Oh yeah, the alien invasion film doesn’t have a shot either.
The reason it’s getting critical attention is because the both screenplay by Taylor Sheridan and the direction by David Mackenzie don’t shy away from the fact that the poor, no matter what color their skin is, are getting fucked on a daily basis by the banks, by the law, by the government (which means that at least Sheridan might have a chance at the Best Original Screenplay award, but it’s still doubtful.). From the opening shot, circling the parking lot of a small Texas bank, where we pass by graffiti stating “3 tours in Iraq but no bailout for people like us” the writing is, literally, on the wall. The banks are the enemy in this film, and when brothers Toby (Chris Pine) and Tanner Howard (Ben Foster) bust onto the scene, robbing the bank and making their getaway with only slight setbacks, we are on their side as they Robin Hood their way across Texas with Rangers Marcus Hamilton (Jeff Bridges) and Alberto Parker (Gil Birmingham) hot on their trail.
Sort of.
It’s not an exceptionally original story – the brothers are stealing money to pay off their family farm, using the bank’s own money – but Sheridan’s script smartly focuses not on the heists but on the characters, allowing Chris Pine to give one of the most impressive performances of his career, where he must rely on actual acting instead of his usual wink-and-a-nod action charisma. Ben Foster is solidly unhinged as the bad brother who’s done time for bank robbing (and who killed their abusive father in a “hunting accident” years earlier, which caused his mother to ostracize him), and just barely holds back enough to be a real character instead of a manic cliché.

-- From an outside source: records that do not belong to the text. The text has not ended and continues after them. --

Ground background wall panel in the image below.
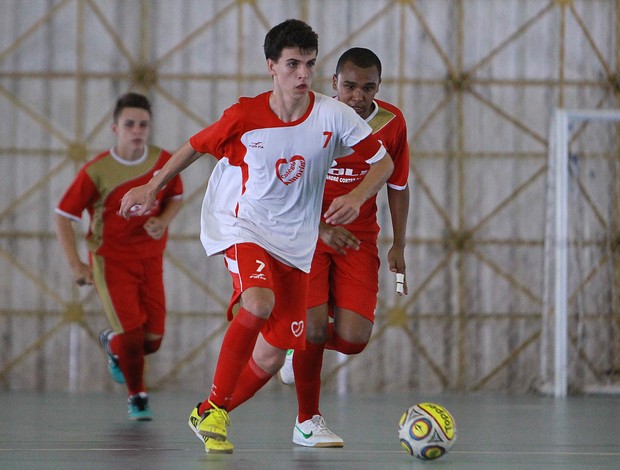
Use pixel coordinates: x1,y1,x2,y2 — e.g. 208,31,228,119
0,0,618,394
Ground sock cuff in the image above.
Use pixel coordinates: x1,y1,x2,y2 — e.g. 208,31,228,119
248,356,272,380
331,333,367,355
236,307,267,329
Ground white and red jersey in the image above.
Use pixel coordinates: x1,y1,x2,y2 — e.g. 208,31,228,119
322,98,409,239
190,91,387,272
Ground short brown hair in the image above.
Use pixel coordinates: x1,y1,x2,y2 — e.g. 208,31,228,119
263,19,319,62
113,93,151,122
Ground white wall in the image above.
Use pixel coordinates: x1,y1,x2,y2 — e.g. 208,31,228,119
0,0,618,394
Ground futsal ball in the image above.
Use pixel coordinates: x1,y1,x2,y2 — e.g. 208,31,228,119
398,402,457,460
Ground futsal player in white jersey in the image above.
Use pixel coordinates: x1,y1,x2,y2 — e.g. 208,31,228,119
119,19,394,454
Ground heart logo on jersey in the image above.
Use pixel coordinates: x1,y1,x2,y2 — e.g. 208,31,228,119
291,320,304,338
275,155,306,185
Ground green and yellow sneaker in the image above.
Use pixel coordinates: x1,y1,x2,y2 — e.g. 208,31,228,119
188,401,230,440
188,403,233,453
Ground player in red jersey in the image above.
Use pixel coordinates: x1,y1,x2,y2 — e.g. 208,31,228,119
118,20,394,454
54,93,183,421
278,47,410,447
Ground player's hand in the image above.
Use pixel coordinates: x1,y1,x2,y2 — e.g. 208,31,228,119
144,217,167,240
323,193,363,225
119,185,155,219
319,223,360,255
72,262,93,287
388,245,408,296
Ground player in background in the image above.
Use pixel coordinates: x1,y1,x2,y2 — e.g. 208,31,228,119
278,47,410,447
118,20,393,454
54,93,184,421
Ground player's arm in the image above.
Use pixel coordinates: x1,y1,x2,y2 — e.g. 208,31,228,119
120,140,202,219
387,185,410,295
319,221,360,255
143,197,183,240
324,152,393,225
54,213,93,286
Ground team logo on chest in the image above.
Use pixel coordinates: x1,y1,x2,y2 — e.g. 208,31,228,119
275,155,306,185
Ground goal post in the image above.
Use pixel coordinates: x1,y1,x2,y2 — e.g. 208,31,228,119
542,108,620,397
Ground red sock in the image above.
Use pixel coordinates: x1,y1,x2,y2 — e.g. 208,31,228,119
327,333,367,355
324,323,336,350
294,341,325,422
325,323,367,355
144,337,162,355
227,357,272,412
199,307,266,413
110,328,145,396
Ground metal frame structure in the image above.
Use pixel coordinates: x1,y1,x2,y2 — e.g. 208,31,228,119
1,1,620,393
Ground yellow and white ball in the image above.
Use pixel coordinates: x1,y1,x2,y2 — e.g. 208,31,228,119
398,402,457,460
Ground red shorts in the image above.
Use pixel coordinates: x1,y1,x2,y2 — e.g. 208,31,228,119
224,243,308,350
307,238,379,322
91,254,166,335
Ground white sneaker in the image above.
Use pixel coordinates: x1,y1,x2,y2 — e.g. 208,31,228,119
292,415,344,447
278,349,295,385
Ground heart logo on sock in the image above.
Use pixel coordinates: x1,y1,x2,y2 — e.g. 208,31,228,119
275,155,306,185
291,320,304,338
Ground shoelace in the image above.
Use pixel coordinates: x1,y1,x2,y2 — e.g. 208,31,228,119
309,415,330,434
206,400,231,426
128,394,147,410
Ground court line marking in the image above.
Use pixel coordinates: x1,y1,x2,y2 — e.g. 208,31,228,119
1,448,620,457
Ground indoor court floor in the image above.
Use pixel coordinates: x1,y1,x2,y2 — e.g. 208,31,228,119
1,387,619,469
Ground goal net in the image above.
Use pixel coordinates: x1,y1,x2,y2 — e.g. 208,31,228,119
542,109,620,397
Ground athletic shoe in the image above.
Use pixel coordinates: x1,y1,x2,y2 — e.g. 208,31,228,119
98,329,125,384
188,405,234,453
278,349,295,385
202,436,234,454
127,392,152,421
293,415,344,448
188,400,230,441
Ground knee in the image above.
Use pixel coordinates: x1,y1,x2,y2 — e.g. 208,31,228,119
253,347,286,376
330,310,372,354
117,328,145,355
305,309,329,344
259,355,284,375
305,324,328,344
241,288,275,318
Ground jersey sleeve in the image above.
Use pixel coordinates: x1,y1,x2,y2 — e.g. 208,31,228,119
385,115,410,190
351,135,386,165
55,166,99,220
159,150,184,200
189,104,245,163
163,174,184,200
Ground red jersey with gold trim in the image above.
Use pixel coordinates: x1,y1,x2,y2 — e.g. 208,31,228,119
55,145,183,260
322,98,409,238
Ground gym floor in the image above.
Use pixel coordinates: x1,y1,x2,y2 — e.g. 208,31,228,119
1,387,619,469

It’s still hard to believe he got his big break as Claire’s geeky artschool boyfriend on Six Feet Under.
Bridges (who also received an Oscar nod for this role) can do this sort of thing in his sleep. He brings a subtle fragility to the role of an on-the-edge-of retirement Ranger with no family or friends outside of his half-Indian, half-Mexican partner who tolerates an unending torrent of racist jokes with a tired awareness that this is how Hamilton expresses friendship.

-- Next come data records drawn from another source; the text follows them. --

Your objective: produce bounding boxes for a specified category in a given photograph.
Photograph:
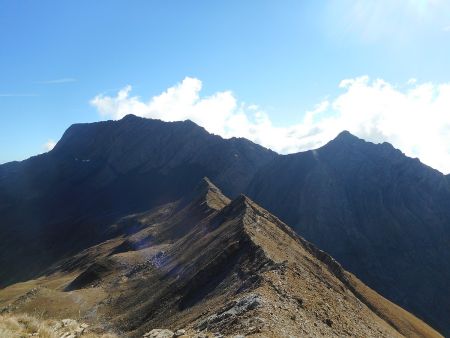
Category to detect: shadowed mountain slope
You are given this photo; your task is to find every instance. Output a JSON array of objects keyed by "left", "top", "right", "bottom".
[
  {"left": 1, "top": 116, "right": 448, "bottom": 334},
  {"left": 246, "top": 131, "right": 450, "bottom": 335},
  {"left": 0, "top": 115, "right": 275, "bottom": 287},
  {"left": 0, "top": 178, "right": 441, "bottom": 337}
]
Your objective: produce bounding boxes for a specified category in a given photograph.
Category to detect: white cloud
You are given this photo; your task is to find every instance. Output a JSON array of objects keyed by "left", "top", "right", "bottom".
[
  {"left": 91, "top": 77, "right": 238, "bottom": 136},
  {"left": 44, "top": 139, "right": 57, "bottom": 152},
  {"left": 91, "top": 76, "right": 450, "bottom": 174}
]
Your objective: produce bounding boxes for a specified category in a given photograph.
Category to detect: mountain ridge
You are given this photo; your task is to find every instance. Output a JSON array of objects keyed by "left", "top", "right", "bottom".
[
  {"left": 246, "top": 128, "right": 450, "bottom": 334},
  {"left": 0, "top": 116, "right": 448, "bottom": 334},
  {"left": 0, "top": 116, "right": 276, "bottom": 287},
  {"left": 0, "top": 176, "right": 440, "bottom": 337}
]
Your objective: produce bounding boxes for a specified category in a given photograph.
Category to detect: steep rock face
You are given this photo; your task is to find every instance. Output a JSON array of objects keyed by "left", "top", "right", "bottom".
[
  {"left": 0, "top": 178, "right": 440, "bottom": 337},
  {"left": 51, "top": 115, "right": 275, "bottom": 198},
  {"left": 0, "top": 116, "right": 275, "bottom": 286},
  {"left": 246, "top": 131, "right": 450, "bottom": 334}
]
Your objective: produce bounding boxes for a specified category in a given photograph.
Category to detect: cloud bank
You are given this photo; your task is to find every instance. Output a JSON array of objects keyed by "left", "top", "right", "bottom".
[{"left": 91, "top": 76, "right": 450, "bottom": 173}]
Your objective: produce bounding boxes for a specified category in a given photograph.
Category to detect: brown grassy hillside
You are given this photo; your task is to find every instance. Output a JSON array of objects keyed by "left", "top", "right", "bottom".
[{"left": 0, "top": 178, "right": 442, "bottom": 337}]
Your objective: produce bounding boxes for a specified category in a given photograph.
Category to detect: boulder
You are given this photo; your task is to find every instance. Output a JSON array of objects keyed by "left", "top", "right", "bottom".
[{"left": 143, "top": 329, "right": 175, "bottom": 338}]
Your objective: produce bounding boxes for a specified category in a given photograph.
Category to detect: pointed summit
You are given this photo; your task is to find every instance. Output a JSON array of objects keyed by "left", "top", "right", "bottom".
[
  {"left": 198, "top": 177, "right": 230, "bottom": 210},
  {"left": 183, "top": 177, "right": 230, "bottom": 211},
  {"left": 333, "top": 130, "right": 361, "bottom": 142},
  {"left": 121, "top": 113, "right": 140, "bottom": 120},
  {"left": 221, "top": 193, "right": 251, "bottom": 214},
  {"left": 336, "top": 130, "right": 355, "bottom": 138},
  {"left": 319, "top": 130, "right": 364, "bottom": 151}
]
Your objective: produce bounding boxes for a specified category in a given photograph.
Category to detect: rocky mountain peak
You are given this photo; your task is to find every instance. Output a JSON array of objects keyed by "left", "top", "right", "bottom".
[
  {"left": 121, "top": 113, "right": 142, "bottom": 121},
  {"left": 322, "top": 130, "right": 404, "bottom": 158},
  {"left": 324, "top": 130, "right": 363, "bottom": 148},
  {"left": 185, "top": 177, "right": 231, "bottom": 211},
  {"left": 223, "top": 194, "right": 252, "bottom": 214},
  {"left": 336, "top": 130, "right": 356, "bottom": 139}
]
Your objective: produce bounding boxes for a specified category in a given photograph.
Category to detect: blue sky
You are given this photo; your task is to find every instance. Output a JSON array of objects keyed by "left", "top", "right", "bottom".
[{"left": 2, "top": 1, "right": 450, "bottom": 171}]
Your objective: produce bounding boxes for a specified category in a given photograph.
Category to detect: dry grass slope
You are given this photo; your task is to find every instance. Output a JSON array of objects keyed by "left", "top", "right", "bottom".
[
  {"left": 0, "top": 313, "right": 117, "bottom": 338},
  {"left": 0, "top": 178, "right": 443, "bottom": 337}
]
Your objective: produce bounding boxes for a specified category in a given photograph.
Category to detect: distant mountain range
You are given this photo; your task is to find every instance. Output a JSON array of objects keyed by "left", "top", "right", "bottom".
[{"left": 0, "top": 115, "right": 449, "bottom": 336}]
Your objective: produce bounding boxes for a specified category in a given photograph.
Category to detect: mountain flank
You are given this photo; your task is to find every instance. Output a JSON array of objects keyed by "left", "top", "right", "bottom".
[
  {"left": 0, "top": 115, "right": 275, "bottom": 286},
  {"left": 246, "top": 130, "right": 450, "bottom": 334},
  {"left": 0, "top": 116, "right": 448, "bottom": 335},
  {"left": 0, "top": 178, "right": 440, "bottom": 337}
]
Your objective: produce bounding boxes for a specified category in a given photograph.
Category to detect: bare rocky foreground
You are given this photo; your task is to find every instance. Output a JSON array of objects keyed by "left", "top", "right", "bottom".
[{"left": 0, "top": 178, "right": 441, "bottom": 337}]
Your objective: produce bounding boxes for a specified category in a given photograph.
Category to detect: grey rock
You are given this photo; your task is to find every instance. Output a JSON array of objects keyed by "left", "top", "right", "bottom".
[
  {"left": 174, "top": 329, "right": 186, "bottom": 337},
  {"left": 144, "top": 329, "right": 175, "bottom": 338},
  {"left": 196, "top": 294, "right": 262, "bottom": 331}
]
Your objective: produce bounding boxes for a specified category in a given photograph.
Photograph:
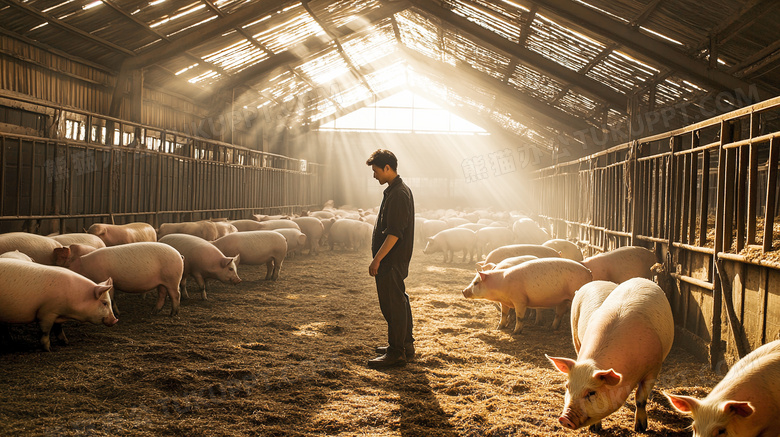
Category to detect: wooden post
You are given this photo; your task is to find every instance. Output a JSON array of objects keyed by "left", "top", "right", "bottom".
[
  {"left": 763, "top": 138, "right": 779, "bottom": 253},
  {"left": 746, "top": 113, "right": 760, "bottom": 245},
  {"left": 711, "top": 120, "right": 733, "bottom": 369}
]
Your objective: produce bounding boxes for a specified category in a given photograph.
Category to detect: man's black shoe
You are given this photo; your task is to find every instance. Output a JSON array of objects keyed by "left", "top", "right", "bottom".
[
  {"left": 367, "top": 352, "right": 406, "bottom": 369},
  {"left": 375, "top": 344, "right": 415, "bottom": 359}
]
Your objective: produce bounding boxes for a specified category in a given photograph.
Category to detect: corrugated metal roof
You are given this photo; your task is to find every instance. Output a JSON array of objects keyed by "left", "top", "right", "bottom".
[{"left": 0, "top": 0, "right": 777, "bottom": 154}]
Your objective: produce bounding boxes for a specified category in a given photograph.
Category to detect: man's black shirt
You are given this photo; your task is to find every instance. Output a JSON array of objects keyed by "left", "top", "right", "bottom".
[{"left": 372, "top": 176, "right": 415, "bottom": 278}]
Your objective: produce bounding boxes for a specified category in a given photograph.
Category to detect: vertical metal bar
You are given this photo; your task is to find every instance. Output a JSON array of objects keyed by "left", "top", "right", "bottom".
[
  {"left": 699, "top": 149, "right": 710, "bottom": 246},
  {"left": 736, "top": 143, "right": 749, "bottom": 252},
  {"left": 16, "top": 139, "right": 22, "bottom": 216},
  {"left": 670, "top": 137, "right": 682, "bottom": 245},
  {"left": 1, "top": 135, "right": 6, "bottom": 217},
  {"left": 763, "top": 138, "right": 778, "bottom": 253},
  {"left": 630, "top": 142, "right": 639, "bottom": 244},
  {"left": 746, "top": 112, "right": 761, "bottom": 245},
  {"left": 711, "top": 119, "right": 733, "bottom": 369},
  {"left": 724, "top": 147, "right": 737, "bottom": 253},
  {"left": 688, "top": 150, "right": 698, "bottom": 243}
]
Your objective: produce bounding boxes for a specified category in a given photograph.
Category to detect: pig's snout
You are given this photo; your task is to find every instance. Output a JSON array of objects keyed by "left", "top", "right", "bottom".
[
  {"left": 232, "top": 278, "right": 242, "bottom": 285},
  {"left": 104, "top": 316, "right": 119, "bottom": 327},
  {"left": 462, "top": 287, "right": 473, "bottom": 298},
  {"left": 558, "top": 416, "right": 576, "bottom": 430}
]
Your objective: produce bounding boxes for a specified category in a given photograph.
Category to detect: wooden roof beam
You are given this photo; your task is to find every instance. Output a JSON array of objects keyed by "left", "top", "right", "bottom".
[
  {"left": 402, "top": 47, "right": 590, "bottom": 133},
  {"left": 527, "top": 0, "right": 771, "bottom": 101},
  {"left": 406, "top": 0, "right": 627, "bottom": 110},
  {"left": 1, "top": 0, "right": 135, "bottom": 57}
]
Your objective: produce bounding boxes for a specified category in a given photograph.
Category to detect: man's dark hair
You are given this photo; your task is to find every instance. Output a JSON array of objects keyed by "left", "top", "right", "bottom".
[{"left": 366, "top": 149, "right": 398, "bottom": 172}]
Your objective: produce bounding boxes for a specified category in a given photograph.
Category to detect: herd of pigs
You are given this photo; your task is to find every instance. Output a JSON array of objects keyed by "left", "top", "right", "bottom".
[{"left": 0, "top": 207, "right": 778, "bottom": 436}]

The direction by Scottish-born David Mackenzie, is subtle and restrained, allowing the performances, Giles Nuttgens‘ cinematography, and a score by Nick Cave and Warren Ellis to do the heavy lifting. And while some may argue that the open-ended nature of the film shifts it from being a true noir, I’d have to disagree. The chess match of monologues that goes on at the conclusion of the film is a welcome variation of the clichéd guns-blazing showdown that one would expect from a film like this. Whether or not Toby will ultimately get away with what he’s done isn’t the point. He’ll have to live with it until then, and if that’s not noir, I don’t know what is.
Overall, Hell or High Water is an understated neo-Western, neo-noir that deserves whatever attention it gets. But it’s not the sort of film that will end up taking home many mainstream awards. Films about poor white trash don’t do that unless your protagonist has a physical or mental handicap to overcome and raise everyone’s spirits. This is just a solid film, with solid performances, about believable characters doing things we all kind of wish we could get away with.